Quero dizer, com isso, que é tão importante informar à população sobre as mazelas do sistema quanto informar sobre a grandiosidade dele. Nesse sentindo, ao nos depararmos com os atendimentos de alta complexidade hospitalar financiados pelo SUS e executados pelos hospitais filantrópicos na Paraíba, é preciso atentarmos ao fato de que tais atendimentos foram garantidos, em sua quase totalidade, à população de baixa renda que, na ausência do SUS, retornaria à condição de indigente ou, na melhor das hipóteses, conseguiria atenção em Santas Casas, que, pela graça de Deus, existem desde o Brasil Colônia.

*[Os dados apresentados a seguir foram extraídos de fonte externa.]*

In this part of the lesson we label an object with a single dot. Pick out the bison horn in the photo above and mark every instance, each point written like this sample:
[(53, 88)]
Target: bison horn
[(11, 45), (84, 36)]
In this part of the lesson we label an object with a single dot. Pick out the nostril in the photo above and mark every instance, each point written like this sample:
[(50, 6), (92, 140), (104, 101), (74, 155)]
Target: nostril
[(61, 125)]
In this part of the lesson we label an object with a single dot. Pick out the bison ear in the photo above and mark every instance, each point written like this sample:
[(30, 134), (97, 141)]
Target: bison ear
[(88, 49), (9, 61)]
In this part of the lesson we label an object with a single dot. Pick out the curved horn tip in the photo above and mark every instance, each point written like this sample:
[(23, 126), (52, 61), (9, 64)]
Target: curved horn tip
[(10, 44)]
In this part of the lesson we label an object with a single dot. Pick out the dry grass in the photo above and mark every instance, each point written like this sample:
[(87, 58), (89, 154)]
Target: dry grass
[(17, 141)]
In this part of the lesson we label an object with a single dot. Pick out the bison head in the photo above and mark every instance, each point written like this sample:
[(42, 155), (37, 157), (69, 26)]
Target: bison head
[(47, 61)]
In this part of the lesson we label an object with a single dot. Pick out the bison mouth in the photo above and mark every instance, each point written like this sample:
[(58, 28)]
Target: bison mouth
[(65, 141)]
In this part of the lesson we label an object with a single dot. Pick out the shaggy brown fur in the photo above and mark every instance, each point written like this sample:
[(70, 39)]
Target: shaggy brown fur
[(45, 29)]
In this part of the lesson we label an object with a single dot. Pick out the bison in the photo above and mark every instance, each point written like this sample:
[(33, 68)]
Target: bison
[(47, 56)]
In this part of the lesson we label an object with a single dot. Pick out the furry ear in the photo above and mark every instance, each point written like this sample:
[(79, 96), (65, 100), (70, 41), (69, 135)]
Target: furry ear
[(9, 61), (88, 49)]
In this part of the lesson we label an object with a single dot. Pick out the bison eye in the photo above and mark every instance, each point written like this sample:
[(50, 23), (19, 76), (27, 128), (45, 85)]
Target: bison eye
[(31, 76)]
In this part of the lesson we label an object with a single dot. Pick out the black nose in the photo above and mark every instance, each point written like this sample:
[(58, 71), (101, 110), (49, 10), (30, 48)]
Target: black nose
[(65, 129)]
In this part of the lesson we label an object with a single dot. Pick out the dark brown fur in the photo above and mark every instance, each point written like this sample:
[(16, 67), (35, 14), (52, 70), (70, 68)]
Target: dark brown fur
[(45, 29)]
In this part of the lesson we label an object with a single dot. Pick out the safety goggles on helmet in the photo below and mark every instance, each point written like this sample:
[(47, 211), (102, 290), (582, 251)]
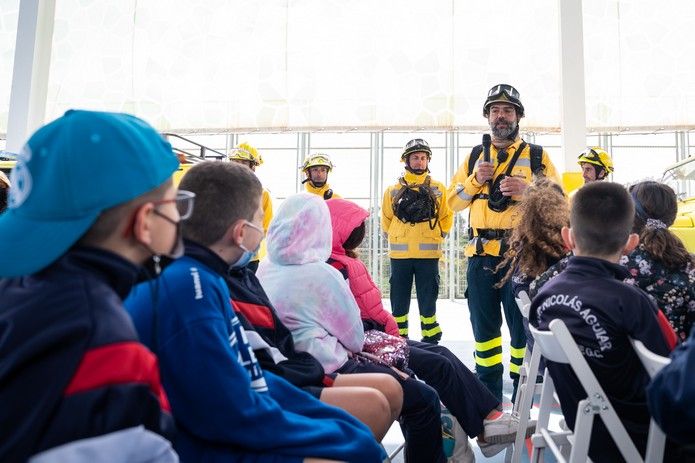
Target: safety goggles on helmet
[(417, 145), (597, 157), (503, 93), (318, 159), (246, 153), (498, 89)]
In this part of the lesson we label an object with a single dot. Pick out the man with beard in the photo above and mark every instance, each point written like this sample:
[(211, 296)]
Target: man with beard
[(489, 182), (316, 169), (416, 218)]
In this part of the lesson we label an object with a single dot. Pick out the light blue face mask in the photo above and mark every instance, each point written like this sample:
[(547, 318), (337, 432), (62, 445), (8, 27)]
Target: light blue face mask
[(248, 255)]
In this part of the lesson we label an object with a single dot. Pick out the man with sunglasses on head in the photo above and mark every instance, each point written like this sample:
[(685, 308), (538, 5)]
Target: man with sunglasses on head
[(92, 200), (489, 183), (416, 219)]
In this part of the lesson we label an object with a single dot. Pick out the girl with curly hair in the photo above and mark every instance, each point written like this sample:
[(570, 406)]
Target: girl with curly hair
[(535, 243)]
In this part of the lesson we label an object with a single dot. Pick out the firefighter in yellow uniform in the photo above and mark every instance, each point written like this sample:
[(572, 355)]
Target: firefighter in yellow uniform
[(316, 168), (596, 164), (489, 183), (416, 218), (248, 155)]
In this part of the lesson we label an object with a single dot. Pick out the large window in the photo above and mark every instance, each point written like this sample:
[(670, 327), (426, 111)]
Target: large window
[(367, 162)]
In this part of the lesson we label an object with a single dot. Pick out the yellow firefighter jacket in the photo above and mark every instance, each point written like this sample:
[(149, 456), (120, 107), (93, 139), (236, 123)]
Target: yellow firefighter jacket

Temos lido e ouvido muita coisa sobre o subfinanciamento do Sistema Único de Saúde. Não há mais dúvida de que o SUS precisa, urgentemente, de muito mais recurso para que possa garantir que a saúde seja, de fato, Direito de Todos e Dever do Estado. No entanto, é importante ressaltar que os Hospitais Filantrópicos, que dedicam quase a totalidade de seus serviços ao SUS, trabalham em consonância com o poder público e precisam desse reconhecimento para que continuem a existir e possam, em verdade, aumentar sua capacidade resolutiva na medida em que a população demanda mais atenção.

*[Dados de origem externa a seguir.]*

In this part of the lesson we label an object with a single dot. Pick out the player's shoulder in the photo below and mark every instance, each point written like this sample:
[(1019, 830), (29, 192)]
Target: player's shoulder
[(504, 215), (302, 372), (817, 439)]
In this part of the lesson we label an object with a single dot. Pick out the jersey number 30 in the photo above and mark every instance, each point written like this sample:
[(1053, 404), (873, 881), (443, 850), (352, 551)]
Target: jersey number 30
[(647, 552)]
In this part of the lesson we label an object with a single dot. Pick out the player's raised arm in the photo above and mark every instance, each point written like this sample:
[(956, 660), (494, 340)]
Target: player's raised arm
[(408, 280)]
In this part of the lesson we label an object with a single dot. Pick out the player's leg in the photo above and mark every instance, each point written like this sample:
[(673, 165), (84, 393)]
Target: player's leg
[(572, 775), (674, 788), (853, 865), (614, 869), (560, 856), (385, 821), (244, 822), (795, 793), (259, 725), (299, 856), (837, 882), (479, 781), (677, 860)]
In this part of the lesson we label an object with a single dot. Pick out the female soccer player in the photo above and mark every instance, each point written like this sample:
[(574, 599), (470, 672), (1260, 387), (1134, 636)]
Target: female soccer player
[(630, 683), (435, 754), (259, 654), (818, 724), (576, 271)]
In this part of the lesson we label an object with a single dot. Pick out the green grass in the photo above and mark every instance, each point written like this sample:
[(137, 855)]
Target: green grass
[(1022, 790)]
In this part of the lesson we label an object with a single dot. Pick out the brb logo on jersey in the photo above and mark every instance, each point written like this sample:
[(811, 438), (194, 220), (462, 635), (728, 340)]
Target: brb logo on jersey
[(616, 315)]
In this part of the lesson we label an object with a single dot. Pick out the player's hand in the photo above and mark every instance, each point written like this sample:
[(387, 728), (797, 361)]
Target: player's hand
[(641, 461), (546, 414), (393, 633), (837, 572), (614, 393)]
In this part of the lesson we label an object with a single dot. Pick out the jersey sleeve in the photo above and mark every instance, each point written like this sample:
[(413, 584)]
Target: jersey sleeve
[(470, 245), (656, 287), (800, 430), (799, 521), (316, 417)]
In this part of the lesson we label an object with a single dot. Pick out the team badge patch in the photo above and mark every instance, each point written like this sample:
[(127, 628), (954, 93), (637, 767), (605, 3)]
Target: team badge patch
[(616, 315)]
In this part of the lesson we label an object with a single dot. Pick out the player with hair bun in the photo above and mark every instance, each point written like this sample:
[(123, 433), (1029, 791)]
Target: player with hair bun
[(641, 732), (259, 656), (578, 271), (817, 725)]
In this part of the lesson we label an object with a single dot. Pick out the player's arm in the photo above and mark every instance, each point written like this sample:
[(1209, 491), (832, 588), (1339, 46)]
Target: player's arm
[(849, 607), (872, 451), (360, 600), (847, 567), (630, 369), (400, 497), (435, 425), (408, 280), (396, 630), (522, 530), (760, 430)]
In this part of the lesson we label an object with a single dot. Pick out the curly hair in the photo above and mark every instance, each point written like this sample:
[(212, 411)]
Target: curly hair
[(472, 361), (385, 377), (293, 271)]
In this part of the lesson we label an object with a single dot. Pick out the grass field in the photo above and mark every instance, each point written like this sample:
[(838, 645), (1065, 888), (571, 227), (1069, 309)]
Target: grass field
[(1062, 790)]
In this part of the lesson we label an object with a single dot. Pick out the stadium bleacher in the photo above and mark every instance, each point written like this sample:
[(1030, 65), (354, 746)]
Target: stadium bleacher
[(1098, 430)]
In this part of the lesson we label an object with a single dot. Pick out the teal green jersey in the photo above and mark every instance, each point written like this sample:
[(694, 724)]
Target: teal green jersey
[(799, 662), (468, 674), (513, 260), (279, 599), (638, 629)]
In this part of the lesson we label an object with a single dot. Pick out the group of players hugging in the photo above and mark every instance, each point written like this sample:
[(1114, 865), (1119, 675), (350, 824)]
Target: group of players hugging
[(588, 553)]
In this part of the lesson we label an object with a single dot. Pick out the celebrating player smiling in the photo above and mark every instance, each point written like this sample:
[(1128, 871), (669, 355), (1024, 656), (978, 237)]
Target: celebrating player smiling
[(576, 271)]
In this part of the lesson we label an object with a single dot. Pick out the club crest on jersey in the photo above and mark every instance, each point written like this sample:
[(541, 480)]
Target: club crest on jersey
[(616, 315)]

A União Federal, por meio do Ministério da Saúde, tem disponibilizado recursos em quantidade cada vez maior na forma de emendas parlamentares, que nada mais são do que recursos financeiros oriundos do Orçamento Geral da União, direcionados pelos parlamentares, para municípios, estados e instituições filantrópicas. Tais emendas, embora sejam impositivas, o que quer dizer que a União não pode deixar de repassar os recursos aos beneficiários, têm sido direcionadas de forma desproporcional aos municípios e estados, em detrimento das ditas Santas Casas. Ou seja, em sua maioria, os recursos seguem diretamente para os municípios e estados, enquanto os hospitais filantrópicos ficam com valor muito aquém do que poderiam e deveriam receber.

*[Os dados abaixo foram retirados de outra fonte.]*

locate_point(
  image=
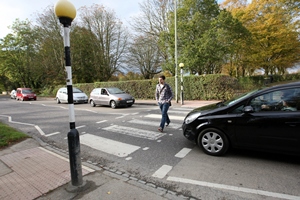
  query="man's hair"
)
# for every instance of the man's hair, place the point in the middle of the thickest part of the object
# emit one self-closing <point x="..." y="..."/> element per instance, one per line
<point x="163" y="77"/>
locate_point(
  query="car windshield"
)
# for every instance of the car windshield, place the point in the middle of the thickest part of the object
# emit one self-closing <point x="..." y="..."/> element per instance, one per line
<point x="76" y="90"/>
<point x="115" y="91"/>
<point x="26" y="91"/>
<point x="237" y="98"/>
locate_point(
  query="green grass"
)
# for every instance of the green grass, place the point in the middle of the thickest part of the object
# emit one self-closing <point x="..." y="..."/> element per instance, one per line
<point x="9" y="135"/>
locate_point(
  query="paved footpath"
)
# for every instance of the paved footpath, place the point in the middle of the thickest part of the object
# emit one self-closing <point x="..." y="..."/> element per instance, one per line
<point x="34" y="170"/>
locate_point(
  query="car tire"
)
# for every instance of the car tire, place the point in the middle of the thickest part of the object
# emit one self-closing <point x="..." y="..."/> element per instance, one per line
<point x="92" y="103"/>
<point x="213" y="142"/>
<point x="113" y="104"/>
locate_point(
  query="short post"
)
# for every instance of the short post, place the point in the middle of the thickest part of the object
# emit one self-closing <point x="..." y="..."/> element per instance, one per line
<point x="181" y="65"/>
<point x="66" y="12"/>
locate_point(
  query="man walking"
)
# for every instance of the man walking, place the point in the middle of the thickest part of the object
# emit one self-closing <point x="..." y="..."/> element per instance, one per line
<point x="163" y="96"/>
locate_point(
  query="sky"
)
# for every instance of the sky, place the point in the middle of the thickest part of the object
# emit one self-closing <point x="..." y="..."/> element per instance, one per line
<point x="26" y="9"/>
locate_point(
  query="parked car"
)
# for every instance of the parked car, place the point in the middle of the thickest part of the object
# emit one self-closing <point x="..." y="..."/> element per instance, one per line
<point x="78" y="96"/>
<point x="257" y="120"/>
<point x="25" y="94"/>
<point x="113" y="97"/>
<point x="13" y="94"/>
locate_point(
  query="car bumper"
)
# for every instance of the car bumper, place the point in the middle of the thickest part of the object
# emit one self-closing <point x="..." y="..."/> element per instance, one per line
<point x="80" y="101"/>
<point x="125" y="102"/>
<point x="188" y="132"/>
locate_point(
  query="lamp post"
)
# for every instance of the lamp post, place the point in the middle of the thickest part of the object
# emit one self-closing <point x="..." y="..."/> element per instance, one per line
<point x="176" y="76"/>
<point x="66" y="12"/>
<point x="181" y="65"/>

Ao tratarmos do assunto saúde púbica, é imprescindível atentarmos para os dados disponibilizados pelos próprios sistemas que geram o serviço público, e direcionarmos os ainda escassos recursos aos serviços que, de fato, resolvem grande parte da assistência. É fundamental, pois, não somente a continuidade desses serviços, mas a sua ampliação. A vida é obra de Deus; os hospitais, também.